Neurogranin (Ng) is a 78-amino-acid-long protein concentrated at dendritic spines of forebrain neurons that is involved in synaptic plasticity through the regulation of CaM (calmodulin)-mediated signalling. Ng features a central IQ motif that mediates binding to CaM and is phosphorylated by PKC (protein kinase C). We have analysed the subcellular distribution of Ng and found that it associates to cellular membranes in rat brain. In vitro binding assays revealed that Ng selectively binds to PA (phosphatidic acid) and that this interaction is prevented by CaM and PKC phosphorylation.
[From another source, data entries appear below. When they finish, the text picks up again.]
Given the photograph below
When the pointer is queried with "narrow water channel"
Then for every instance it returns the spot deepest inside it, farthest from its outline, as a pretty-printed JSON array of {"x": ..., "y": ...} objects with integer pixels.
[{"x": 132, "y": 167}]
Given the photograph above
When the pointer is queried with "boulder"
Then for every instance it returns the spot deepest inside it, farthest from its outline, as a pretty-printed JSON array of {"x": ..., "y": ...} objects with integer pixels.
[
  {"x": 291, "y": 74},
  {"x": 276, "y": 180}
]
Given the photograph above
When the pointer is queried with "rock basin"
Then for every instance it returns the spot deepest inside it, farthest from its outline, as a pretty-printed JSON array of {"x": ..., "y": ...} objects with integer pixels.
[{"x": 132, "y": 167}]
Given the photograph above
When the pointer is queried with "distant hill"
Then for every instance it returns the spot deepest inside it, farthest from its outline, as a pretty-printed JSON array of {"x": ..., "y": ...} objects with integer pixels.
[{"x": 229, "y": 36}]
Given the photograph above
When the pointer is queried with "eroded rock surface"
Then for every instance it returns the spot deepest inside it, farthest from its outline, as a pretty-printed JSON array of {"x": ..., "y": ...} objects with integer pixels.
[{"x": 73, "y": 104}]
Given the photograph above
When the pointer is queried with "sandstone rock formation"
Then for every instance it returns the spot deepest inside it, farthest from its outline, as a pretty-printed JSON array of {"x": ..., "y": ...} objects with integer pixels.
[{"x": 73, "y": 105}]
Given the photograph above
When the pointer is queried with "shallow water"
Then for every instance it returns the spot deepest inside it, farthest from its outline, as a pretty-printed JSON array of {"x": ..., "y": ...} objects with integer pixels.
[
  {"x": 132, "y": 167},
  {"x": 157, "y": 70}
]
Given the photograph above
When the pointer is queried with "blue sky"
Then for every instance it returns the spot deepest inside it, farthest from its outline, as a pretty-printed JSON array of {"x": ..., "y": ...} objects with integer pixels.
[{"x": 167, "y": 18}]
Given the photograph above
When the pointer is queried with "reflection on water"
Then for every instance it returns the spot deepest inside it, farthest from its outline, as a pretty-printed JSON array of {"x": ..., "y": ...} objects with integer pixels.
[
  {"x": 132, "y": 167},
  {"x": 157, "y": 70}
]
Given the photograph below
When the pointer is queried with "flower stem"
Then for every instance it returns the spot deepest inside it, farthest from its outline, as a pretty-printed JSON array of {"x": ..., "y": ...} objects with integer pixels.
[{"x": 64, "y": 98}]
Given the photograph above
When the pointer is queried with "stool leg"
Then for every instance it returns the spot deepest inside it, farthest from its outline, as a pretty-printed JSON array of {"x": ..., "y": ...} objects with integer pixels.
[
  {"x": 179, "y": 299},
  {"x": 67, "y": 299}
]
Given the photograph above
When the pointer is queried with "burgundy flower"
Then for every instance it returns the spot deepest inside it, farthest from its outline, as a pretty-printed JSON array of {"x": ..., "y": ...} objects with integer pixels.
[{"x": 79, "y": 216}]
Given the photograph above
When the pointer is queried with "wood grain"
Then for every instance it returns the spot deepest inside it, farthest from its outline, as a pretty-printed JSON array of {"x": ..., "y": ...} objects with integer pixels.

Using the peptide Ng-(29–47) and a mutant with an internal deletion (Ng-IQless), we have shown that Ng binding to PA and to cellular membranes is mediated by its IQ motif. Ng expressed in NIH-3T3 cells accumulates at peripheral regions of the plasma membrane and localizes at intracellular vesicles that can be clearly visualized following saponin permeabilization. This distribution was affected by PLD (phospholipase D) and PIP5K (phosphatidylinositol 4-phosphate 5-kinase) overexpression. Based on these results, we propose that Ng binding to PA may be involved in Ng accumulation at dendritic spines and that Ng could modulate PA signalling in the postsynaptic environment.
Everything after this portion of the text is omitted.